Saat ini sejumlah komunitas adat juga sedang menghadapi proyek besar pembangunan Ibu Kota Negara (IKN) Nusantara di Kalimantan Timur. Merujuk data AMAN, terdapat 21 komunitas masyarakat adat yang tinggal di wilayah Penajam Paser Utara dan Kutai Kartanegara. Pembangunan ibu kota baru tersebut dapat menjadi momentum bagi pengakuan terhadap identitas masyarakat adat nusantara.
Bertemu dan mendengarkan keluhan masyarakat adat menjadi titik awal menyelesaikan persoalan masyarakat adat. Rumusan tersebut juga menjadi rekomendasi PBB dan ILO untuk mewujudkan kebijakan keadilan sosial yang berkelanjutan bagi komunitas adat di seluruh dunia.
Mendengarkan
Seruan PBB dan ILO untuk mendengarkan masyarakat adat ini bukan hanya membantu mengatasi masalah yang dihadapi masyarakat adat seperti kemiskinan, ketidaksetaraan, dan konflik agraria, tetapi juga mengantisipasi dampak perubahan iklim. Data Bank Dunia menunjukkan masyarakat adat menempati seperempat dari luas permukaan Bumi. Keberadaan mereka juga melindungi 80 persen dari keanekaragaman ekosistem hayati di dunia.

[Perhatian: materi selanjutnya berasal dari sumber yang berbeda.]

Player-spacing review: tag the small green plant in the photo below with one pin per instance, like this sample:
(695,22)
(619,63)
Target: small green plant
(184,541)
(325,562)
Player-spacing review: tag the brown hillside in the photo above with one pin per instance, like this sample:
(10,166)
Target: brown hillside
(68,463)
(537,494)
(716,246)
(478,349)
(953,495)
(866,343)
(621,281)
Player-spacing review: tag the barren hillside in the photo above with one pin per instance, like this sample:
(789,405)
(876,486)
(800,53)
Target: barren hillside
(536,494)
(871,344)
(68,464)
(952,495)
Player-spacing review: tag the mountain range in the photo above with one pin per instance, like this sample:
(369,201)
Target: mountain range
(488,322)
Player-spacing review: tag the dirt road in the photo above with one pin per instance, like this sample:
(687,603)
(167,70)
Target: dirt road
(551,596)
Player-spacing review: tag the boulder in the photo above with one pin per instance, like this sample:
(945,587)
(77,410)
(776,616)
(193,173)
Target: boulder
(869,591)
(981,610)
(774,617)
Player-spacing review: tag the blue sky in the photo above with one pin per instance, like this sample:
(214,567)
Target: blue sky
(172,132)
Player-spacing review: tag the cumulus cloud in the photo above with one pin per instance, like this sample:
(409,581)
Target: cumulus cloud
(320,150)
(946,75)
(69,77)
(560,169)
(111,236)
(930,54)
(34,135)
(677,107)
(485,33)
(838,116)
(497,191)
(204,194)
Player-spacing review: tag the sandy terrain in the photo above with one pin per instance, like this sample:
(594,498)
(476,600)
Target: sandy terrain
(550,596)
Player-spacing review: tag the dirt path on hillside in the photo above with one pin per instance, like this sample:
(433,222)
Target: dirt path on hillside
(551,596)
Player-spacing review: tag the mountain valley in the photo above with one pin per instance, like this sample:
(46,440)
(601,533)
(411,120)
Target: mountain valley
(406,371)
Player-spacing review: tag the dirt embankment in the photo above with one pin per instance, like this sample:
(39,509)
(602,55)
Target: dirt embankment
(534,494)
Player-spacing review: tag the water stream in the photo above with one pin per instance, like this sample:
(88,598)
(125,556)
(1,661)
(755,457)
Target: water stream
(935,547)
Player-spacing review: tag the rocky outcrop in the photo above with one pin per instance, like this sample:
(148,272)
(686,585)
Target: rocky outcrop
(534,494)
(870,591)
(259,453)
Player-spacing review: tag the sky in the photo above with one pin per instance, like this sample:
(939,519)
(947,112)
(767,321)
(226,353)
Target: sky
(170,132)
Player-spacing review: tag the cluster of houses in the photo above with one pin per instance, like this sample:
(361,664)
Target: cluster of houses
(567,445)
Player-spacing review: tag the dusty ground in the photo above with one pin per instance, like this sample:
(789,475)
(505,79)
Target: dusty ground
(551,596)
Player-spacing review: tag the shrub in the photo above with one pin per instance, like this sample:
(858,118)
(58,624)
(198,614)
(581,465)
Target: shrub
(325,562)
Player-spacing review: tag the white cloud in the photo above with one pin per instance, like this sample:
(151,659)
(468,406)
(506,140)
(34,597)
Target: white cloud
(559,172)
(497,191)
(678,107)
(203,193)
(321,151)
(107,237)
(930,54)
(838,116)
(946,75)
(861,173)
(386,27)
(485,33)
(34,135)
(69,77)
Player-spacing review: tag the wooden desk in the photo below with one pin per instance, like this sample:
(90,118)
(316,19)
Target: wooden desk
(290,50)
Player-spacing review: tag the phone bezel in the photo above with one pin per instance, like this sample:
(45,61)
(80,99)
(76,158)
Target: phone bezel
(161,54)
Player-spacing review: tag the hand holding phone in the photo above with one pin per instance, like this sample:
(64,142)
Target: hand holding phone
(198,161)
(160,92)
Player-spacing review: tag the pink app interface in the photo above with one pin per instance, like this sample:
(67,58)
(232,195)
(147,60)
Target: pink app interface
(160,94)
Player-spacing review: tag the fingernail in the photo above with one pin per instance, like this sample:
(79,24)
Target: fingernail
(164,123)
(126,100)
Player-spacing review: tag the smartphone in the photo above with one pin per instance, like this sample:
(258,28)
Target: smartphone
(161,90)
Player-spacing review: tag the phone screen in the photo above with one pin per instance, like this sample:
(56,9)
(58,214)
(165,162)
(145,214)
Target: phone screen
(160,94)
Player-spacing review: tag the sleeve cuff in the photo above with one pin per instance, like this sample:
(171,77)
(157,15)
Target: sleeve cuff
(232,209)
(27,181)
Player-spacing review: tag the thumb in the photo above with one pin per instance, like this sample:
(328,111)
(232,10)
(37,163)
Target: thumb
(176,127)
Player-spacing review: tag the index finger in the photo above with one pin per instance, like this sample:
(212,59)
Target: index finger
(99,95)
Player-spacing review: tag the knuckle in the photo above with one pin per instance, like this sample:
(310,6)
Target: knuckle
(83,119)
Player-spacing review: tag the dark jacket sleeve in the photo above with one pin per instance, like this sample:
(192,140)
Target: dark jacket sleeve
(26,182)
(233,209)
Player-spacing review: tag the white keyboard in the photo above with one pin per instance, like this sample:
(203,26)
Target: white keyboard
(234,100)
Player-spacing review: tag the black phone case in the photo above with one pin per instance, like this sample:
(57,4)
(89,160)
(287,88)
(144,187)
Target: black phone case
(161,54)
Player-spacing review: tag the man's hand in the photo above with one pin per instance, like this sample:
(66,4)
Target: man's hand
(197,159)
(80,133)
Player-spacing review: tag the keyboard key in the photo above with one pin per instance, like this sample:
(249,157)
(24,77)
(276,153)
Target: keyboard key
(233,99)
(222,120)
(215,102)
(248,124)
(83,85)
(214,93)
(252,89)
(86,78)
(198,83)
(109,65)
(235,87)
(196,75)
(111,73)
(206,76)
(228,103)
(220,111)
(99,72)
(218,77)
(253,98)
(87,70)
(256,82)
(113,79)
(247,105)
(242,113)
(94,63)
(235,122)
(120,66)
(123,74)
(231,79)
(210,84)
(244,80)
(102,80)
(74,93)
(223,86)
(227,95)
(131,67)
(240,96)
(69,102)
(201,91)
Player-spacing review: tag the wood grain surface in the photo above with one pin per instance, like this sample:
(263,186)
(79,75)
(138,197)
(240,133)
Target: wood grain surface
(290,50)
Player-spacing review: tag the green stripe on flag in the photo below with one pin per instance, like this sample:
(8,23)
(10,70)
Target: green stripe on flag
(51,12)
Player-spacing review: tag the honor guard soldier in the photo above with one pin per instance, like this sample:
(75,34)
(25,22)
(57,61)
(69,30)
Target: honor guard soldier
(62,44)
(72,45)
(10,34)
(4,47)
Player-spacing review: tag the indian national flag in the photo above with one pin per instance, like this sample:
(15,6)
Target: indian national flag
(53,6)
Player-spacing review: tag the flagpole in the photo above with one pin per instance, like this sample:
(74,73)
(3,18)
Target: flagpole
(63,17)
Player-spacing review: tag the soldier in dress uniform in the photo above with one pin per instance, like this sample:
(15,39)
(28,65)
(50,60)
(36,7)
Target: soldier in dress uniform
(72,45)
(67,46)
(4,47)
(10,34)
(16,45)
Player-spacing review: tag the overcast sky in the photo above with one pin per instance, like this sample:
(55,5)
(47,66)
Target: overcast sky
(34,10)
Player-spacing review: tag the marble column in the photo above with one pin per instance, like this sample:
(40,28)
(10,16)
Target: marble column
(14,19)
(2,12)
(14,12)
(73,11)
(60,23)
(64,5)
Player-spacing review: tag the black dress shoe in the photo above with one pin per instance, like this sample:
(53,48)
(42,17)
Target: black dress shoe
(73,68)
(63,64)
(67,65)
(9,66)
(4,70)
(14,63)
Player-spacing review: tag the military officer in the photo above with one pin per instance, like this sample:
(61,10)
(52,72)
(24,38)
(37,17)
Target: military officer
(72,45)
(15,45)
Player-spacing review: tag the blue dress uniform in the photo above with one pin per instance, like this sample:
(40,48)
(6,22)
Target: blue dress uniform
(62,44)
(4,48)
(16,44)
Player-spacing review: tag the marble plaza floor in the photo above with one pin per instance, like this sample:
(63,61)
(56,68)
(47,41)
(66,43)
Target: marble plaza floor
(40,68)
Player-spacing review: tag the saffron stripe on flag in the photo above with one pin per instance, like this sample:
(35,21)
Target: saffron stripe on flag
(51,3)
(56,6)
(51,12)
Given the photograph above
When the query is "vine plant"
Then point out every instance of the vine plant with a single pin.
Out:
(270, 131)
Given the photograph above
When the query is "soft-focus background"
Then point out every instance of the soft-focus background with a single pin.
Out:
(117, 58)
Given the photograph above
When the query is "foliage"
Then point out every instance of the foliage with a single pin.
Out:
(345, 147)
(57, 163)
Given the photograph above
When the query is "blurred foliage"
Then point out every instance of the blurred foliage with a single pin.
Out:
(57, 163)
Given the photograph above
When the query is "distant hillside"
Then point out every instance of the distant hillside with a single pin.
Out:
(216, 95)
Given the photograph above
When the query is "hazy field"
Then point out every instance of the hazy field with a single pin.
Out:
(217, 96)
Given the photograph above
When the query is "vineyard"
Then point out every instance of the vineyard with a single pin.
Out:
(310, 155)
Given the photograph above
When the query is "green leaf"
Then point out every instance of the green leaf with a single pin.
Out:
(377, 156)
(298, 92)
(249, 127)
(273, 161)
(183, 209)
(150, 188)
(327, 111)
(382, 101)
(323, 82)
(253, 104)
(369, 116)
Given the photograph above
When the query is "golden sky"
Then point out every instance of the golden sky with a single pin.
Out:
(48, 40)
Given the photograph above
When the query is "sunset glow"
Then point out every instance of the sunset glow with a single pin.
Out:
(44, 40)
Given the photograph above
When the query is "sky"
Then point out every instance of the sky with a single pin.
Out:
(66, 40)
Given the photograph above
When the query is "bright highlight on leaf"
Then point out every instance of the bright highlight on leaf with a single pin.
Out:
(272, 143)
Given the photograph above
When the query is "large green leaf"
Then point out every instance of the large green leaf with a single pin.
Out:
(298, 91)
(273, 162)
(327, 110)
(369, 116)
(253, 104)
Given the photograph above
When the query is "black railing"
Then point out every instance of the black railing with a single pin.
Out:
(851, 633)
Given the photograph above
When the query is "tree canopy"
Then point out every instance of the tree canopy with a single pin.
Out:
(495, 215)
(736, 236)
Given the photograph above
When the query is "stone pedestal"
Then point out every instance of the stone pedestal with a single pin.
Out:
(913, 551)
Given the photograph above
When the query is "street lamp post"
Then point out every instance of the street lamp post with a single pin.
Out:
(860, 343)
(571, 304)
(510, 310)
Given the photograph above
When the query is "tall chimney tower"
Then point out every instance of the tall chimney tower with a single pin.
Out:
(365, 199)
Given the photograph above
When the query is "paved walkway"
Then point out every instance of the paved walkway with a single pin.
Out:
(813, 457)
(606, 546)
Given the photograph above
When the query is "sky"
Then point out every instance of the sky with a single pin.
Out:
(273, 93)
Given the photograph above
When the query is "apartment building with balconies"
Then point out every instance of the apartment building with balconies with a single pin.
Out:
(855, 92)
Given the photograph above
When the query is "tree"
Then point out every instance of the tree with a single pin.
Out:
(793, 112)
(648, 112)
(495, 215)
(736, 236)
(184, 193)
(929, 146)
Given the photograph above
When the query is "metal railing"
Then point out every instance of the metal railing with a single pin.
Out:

Kelebihan masyarakat adat ini juga terlihat dari pengetahuan dan keahlian leluhur tentang cara beradaptasi, mengurangi, dan mengurangi risiko iklim dan bencana. Warisan pola hidup turun temurun dengan menjadikan alam bukan hanya sebagai mata pencaharian (fungsi ekonomi) semata, tetapi juga menjadi bagian dari kehidupannya (fungsi ekologi dan bekelanjutan) membuat masyarakat adat merupakan aktor penting kelestarian Bumi di masa mendatang.
Lihat juga: Kearifan Lokal Jaga Kelestarian Hutan Adat Kemtuk
Dalam banyak kasus, ketika wilayah adat diakuisisi oleh masyarakat luar atau korporasi, perlindungan atau penggunaan sumber daya alam menjadi sulit dikendalikan dan memicu degradasi lingkungan. Dalam jangka panjang, kondisi ini rentan meningkatkan risiko kerapuhan keanekaragaman hayati dan mengancam kelangsungan ekosistem seluruh makhluk hidup.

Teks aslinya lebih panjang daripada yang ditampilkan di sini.